Die Techniker Krankenkasse (TK) hatte in der Vergangenheit die Auswahl als manipulationsanfällig, willkürlich und verfassungswidrig bezeichnet und Klage eingereicht. Zudem sei die Datengrundlage für die Mittelzuweisungen unzureichend gewesen. Das Bundessozialgericht entschied allerdings im Mai 2014, dass der Morbi-RSA auch in dieser Form rechtmäßig sei. Er sei vom Gestaltungsspielraum des Gesetzgebers gedeckt und durch sozialpolitische Ziele gerechtfertigt.

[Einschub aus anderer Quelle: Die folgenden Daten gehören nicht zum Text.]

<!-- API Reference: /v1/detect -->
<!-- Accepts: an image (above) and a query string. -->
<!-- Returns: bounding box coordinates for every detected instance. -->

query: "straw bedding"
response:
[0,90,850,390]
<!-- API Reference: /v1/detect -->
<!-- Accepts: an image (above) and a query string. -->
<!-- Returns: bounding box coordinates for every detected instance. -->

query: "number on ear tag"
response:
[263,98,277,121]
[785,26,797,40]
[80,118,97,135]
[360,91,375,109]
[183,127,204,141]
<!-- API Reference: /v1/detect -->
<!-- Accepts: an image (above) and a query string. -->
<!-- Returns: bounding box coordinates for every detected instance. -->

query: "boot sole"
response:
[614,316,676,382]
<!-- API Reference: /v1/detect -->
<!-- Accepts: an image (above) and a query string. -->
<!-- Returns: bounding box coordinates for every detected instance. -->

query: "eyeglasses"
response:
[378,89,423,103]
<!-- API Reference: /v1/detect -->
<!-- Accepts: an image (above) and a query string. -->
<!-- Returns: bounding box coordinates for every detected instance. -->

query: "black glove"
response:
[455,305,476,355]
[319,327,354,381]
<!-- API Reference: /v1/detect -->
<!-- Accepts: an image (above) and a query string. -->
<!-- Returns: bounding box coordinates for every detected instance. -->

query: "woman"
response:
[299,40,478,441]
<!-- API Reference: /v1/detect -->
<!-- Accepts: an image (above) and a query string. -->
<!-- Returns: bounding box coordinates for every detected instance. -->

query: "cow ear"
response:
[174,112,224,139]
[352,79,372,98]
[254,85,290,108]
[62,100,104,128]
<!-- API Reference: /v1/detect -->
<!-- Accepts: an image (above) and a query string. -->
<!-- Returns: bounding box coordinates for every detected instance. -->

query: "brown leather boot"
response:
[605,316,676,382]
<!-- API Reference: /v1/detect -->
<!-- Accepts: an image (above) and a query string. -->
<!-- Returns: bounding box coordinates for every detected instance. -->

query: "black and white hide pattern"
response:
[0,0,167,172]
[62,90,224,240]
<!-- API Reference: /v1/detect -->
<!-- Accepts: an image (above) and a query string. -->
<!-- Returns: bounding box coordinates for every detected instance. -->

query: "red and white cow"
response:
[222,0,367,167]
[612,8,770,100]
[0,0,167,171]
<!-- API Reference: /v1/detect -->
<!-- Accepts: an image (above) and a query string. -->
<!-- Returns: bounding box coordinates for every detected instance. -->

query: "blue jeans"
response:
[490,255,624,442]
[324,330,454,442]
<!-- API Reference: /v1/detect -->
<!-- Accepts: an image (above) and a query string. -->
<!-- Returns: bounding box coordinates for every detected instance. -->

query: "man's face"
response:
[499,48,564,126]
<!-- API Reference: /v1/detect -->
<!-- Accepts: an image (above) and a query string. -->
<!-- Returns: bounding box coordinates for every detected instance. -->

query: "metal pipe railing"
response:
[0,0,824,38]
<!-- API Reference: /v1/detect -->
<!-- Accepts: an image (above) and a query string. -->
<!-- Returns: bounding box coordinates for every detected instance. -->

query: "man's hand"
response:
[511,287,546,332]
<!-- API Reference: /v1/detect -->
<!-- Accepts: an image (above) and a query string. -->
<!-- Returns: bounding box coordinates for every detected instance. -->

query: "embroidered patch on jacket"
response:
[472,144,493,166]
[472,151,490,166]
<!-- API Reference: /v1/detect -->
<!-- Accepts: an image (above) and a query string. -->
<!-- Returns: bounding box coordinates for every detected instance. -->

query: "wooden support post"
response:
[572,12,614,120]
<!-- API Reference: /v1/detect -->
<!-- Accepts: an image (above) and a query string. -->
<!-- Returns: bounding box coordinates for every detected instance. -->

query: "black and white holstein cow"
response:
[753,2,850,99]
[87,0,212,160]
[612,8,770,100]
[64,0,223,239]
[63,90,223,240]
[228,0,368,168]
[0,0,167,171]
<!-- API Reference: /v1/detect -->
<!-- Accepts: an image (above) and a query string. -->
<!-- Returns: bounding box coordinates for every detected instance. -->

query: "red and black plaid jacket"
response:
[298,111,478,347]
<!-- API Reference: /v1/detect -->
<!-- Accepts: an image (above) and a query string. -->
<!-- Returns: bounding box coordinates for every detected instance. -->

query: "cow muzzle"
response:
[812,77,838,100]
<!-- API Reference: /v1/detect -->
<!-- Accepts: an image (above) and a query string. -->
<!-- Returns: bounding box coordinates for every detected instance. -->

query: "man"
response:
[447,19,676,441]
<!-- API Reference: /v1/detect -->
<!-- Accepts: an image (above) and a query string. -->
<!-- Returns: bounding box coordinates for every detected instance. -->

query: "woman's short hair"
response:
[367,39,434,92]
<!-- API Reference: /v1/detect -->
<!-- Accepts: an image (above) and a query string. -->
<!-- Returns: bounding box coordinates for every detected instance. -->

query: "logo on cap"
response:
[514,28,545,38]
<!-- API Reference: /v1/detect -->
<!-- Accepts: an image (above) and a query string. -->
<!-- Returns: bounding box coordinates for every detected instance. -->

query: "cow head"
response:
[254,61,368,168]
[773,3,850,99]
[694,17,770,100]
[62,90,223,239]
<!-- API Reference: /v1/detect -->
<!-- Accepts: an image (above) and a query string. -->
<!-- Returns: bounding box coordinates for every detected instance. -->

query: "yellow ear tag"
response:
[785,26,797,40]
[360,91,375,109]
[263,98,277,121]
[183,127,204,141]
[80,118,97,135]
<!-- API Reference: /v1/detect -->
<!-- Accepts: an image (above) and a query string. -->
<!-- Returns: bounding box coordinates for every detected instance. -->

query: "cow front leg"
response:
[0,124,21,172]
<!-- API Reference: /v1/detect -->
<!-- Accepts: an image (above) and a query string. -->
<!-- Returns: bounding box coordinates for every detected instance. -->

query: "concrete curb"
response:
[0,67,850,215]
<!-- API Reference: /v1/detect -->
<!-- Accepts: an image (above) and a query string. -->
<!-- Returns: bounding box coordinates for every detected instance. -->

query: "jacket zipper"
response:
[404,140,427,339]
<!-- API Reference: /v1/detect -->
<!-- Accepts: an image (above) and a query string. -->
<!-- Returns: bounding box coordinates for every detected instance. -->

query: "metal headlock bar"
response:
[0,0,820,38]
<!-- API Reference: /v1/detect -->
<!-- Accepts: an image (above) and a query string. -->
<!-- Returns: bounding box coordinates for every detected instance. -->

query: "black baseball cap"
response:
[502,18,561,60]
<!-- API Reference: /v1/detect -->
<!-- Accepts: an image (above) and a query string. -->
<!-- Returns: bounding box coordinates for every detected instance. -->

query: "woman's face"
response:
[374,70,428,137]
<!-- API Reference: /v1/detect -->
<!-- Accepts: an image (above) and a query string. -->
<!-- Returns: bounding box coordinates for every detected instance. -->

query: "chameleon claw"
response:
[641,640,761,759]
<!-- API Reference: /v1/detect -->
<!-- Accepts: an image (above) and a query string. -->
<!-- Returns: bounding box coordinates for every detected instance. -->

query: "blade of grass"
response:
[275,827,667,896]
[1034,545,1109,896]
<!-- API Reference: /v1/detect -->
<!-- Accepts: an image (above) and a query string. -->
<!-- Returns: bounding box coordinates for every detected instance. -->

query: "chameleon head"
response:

Auch der Freistaat Bayern fühlt sich durch den Morbi-RSA unangemessen benachteiligt. Die Versorgungsstruktur des Bundeslandes werde nicht ausreichend vom Bund gegenfinanziert, stattdessen flössen zunehmend Versichertengelder aus Bayern in andere Bundesländer. Die Zuweisungen reichten dagegen nicht aus, um die Leistungsausgaben in Bayern nachhaltig zu finanzieren. So seien bayerischen Beitragszahlern im Jahr 2011 mehr als zwei Mrd. Euro verloren gegangen. Bayerns Gesundheits- und Pflegeministerin Melanie Huml forderte daher die Einführung eines Regionalfaktors im Morbi-RSA.

Werden AOKen bevorzugt?

Fast alle Kassen der GKV schreiben seit Jahren rote Zahlen. Einsame Ausnahmen bildeten bislang die AOKen, was postwendend Vorwürfe anderer Kassenarten nach sich zog. Sie kritisieren, dass AOKen seit Jahren mehr Mittel aus dem Gesundheitsfonds zur Deckung ihrer Leistungsausgaben erhalten, als sie tatsächlich benötigen. Allein im Jahr 2013 betrug der Überschuss mehr als 590 Mio. Euro. Der Vorstandsvorsitzende des IKK-Bundesverbands, Hans Peter Wollseifer, protestierte damals: “Die Kassenart mit den höchsten Leistungsausgaben hat damit die besten Finanzergebnisse. Sogar die Kasse mit den höchsten Verwaltungsausgaben je Versicherten kann die Beiträge senken. Hier liegt der Verdacht der Überkompensation nahe.”

Dass sich an der Ausgestaltung des Morbi-RSA zeitnah etwas ändert, ist indes unwahrscheinlich. Das zeigt vor allem das bereits erwähnte Urteil des Bundessozialgerichts. Gleichzeitig ist ein starker Wettbewerb zwischen den Kassen politisch gewollt, und tatsächlich sinkt die Zahl der Kassen kontinuierlich. Auch von Seiten der AOKen wäre mit Widerstand zu rechnen, da den Kassen durch eine Umverteilung Millionen in der Bilanz fehlen würden.